High Road, then, isn’t so much a back-tracking to before Rainbow as it is an amplifying of the strength and power Kesha embraced in that very album. 2017’s Rainbow, even with its earnest sound, was full of raunchy pop tracks (see “Boots” or “Hymn”). High Road clutches the successes of this era, both pop and country-pop, and works to intensify them both musically and lyrically. Glam pop electronics and heavy harmonies layer over the tracks. The lyrics, like on “Tonight,” get more explicitly sleazy.

The rich tracks on High Road aren’t consistent or predictable. For the most part, it’s difficult to say the album is cohesive. The first three songs open as a pure pop album. Sebert stomps over lyrics, curling around sensuous beats before opening up to explosive, electric choruses. But High Road takes a turn near its center, and an even more drastic one than the variation seen in Rainbow. Songs like “Cowboy Blues” and “Resentment” peel back nearly everything except for two guitars and layered, choral harmonies. It’s hardly country and much less so pop. It’s Kesha’s alternative, gospel-like middle ground. 

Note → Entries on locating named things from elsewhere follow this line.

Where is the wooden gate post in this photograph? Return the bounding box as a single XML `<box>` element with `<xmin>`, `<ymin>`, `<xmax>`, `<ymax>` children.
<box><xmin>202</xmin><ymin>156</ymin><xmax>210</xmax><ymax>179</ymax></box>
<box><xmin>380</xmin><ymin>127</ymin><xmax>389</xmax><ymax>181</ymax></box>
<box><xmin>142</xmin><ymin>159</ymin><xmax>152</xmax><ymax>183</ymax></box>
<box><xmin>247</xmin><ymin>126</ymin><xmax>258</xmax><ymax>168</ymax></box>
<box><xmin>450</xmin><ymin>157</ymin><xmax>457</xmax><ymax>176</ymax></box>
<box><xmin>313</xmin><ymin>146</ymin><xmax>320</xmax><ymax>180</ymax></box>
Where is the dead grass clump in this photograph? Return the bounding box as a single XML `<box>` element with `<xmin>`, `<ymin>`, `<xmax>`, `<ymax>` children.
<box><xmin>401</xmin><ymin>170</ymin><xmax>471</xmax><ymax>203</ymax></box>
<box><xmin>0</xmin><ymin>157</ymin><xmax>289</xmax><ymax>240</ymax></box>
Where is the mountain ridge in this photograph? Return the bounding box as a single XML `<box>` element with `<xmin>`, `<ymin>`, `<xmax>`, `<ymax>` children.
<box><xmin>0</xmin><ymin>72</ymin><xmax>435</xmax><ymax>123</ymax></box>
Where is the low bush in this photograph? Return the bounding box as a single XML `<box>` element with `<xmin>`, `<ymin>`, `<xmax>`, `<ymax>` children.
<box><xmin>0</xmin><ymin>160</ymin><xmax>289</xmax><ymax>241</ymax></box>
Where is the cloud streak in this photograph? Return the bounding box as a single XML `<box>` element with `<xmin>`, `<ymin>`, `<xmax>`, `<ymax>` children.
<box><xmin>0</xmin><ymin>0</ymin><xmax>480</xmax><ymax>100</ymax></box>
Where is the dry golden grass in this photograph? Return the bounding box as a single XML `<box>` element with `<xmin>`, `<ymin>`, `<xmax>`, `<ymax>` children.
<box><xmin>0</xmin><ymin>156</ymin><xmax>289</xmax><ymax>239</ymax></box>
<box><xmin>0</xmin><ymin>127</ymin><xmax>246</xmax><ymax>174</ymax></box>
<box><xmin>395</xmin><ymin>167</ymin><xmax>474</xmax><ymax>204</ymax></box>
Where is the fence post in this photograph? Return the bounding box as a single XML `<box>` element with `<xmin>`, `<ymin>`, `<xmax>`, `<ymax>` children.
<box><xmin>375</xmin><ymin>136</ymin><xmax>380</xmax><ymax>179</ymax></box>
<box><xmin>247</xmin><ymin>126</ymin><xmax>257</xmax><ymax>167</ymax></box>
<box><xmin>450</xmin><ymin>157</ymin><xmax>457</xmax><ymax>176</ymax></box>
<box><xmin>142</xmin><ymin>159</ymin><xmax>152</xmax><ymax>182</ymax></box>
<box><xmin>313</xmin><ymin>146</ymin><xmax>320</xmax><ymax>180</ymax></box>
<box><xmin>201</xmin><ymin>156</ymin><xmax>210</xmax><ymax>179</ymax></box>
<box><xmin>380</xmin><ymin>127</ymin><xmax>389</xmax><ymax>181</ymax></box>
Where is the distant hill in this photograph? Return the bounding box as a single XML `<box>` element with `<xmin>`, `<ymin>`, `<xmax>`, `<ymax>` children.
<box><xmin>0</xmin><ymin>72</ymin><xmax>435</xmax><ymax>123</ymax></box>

While the tracks aren’t bad (“Cowboy Blues,” in fact, shines as one of the more clever and genuine songs of the album), the backdrop of Sebert’s abrasive pop makes them feel clunky. It’s of great merit that Sebert stands by her genre and creative intuition, refusing to lock into the brash, Chainsmokers-esque instrumental chorus so many artists have fallen prey to. She’s blazing her own path. Still, the ingenuity comes at a sharp cost. It renders High Road irregular.

The album’s greatest downfall — despite its credit list of highbrow, well-awarded producers and writers — is its sloppiness. Bits like the TLC-reminiscent “Honey” and “Little Bit of Love” feel unfair to what Kesha has proven she can do. The tracks feel grossly manufactured and inauthentic. The lyrics are embarrassing (“I’m writing this on a yacht in the French Riviera / Delete my number bitch, sayonara”) and the choruses are careless, three-chord repetitions and filler “woah-ohs,” as if Kesha forgot what she was capable of. These songs feel placed to fill a quota. Sebert’s talent for tongue-in-cheek party anthems or provocative ballads, even if reduced to a short EP, will triumph over such fillers any day.

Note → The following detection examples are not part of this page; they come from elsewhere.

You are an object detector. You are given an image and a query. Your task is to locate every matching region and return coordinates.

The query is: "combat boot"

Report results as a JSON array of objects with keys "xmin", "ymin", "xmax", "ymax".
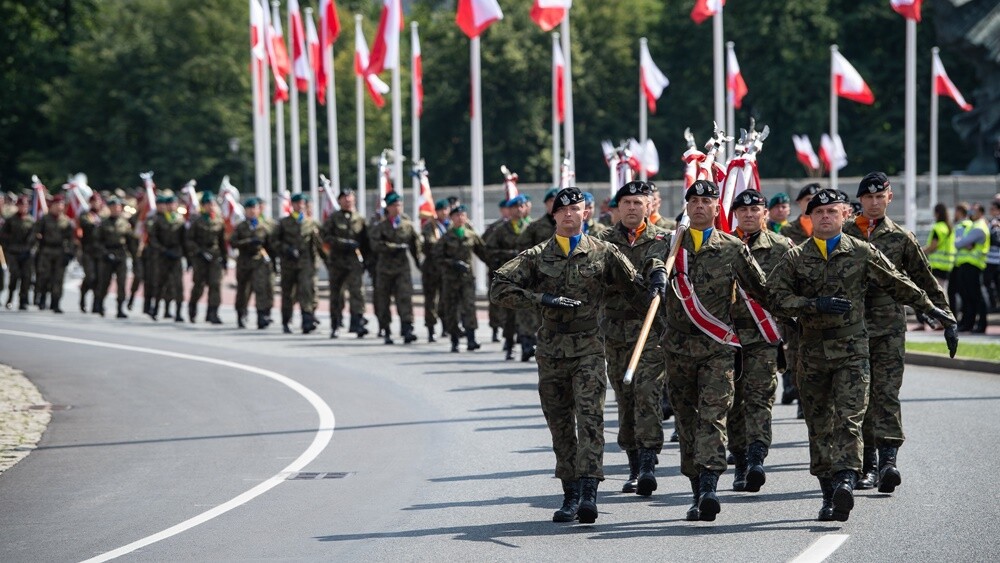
[
  {"xmin": 746, "ymin": 441, "xmax": 767, "ymax": 493},
  {"xmin": 622, "ymin": 450, "xmax": 639, "ymax": 493},
  {"xmin": 854, "ymin": 446, "xmax": 878, "ymax": 491},
  {"xmin": 635, "ymin": 448, "xmax": 656, "ymax": 497},
  {"xmin": 833, "ymin": 469, "xmax": 858, "ymax": 522},
  {"xmin": 878, "ymin": 446, "xmax": 903, "ymax": 493},
  {"xmin": 576, "ymin": 477, "xmax": 597, "ymax": 524},
  {"xmin": 465, "ymin": 328, "xmax": 482, "ymax": 352},
  {"xmin": 698, "ymin": 471, "xmax": 722, "ymax": 522},
  {"xmin": 552, "ymin": 479, "xmax": 580, "ymax": 522},
  {"xmin": 817, "ymin": 477, "xmax": 833, "ymax": 522}
]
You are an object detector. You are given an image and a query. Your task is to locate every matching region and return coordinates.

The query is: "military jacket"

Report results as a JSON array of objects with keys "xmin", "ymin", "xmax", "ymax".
[
  {"xmin": 767, "ymin": 236, "xmax": 934, "ymax": 359},
  {"xmin": 844, "ymin": 217, "xmax": 950, "ymax": 336},
  {"xmin": 490, "ymin": 235, "xmax": 641, "ymax": 358}
]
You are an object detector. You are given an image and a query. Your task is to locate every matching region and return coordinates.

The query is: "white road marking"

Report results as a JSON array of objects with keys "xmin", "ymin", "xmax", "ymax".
[
  {"xmin": 0, "ymin": 329, "xmax": 336, "ymax": 563},
  {"xmin": 790, "ymin": 534, "xmax": 851, "ymax": 563}
]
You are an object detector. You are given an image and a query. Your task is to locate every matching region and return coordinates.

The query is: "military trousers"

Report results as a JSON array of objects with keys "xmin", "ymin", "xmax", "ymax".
[{"xmin": 537, "ymin": 353, "xmax": 608, "ymax": 481}]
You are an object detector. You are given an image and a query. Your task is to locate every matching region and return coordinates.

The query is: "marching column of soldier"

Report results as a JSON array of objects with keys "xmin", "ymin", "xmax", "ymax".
[{"xmin": 0, "ymin": 172, "xmax": 978, "ymax": 523}]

Irregularity and the occasional phoniness don’t make or break an album, though, and High Road’s better patches aren’t just better — they’re fantastic. The start of the album is the most exceptional. In just the way Sebert roars into the album on “Tonight,” it’s clear that this patch of pop is Kesha at her best. Over the next three tracks, she leaps over fresh-sounding glitter hits, each more distinct than the next. On “Tonight,” she’s got wine in her backpack and hasn’t seen her boyfriend in a month. On “My Own Dance,” she’s firing back at critics who tell her to “kinda rap and not be so sad.” “High Road,” falling just before the tonal shift, is perhaps the album’s best track. On it, Sebert maintains both her party-pop sound and her authentic style, but most importantly, her heart feels into it. It’s the accessible, clear-eyed optimism that is so familiar.  “I don’t know where I’ll end up / But I’m laughing, I ain’t losing no sleep,” Kesha sings. She slides effortlessly in and out of her growl-rap, blending her image but also spotlighting her talent for duplexity — to be both kind and reckless, both sleazy and caring. She’s taking the high road, but that doesn’t mean she’s sacrificing anything for it.

Kesha has the capacity for cross-genre greatness, licking up bubblegum pop hits, country-pop and late ’70s glam rock. She proved it on Rainbow, and proved it again on High Road. Still, there is a genius album, one more cohesive and careful than High Road, waiting to be presented. And we’ll be here when Kesha is ready to present it.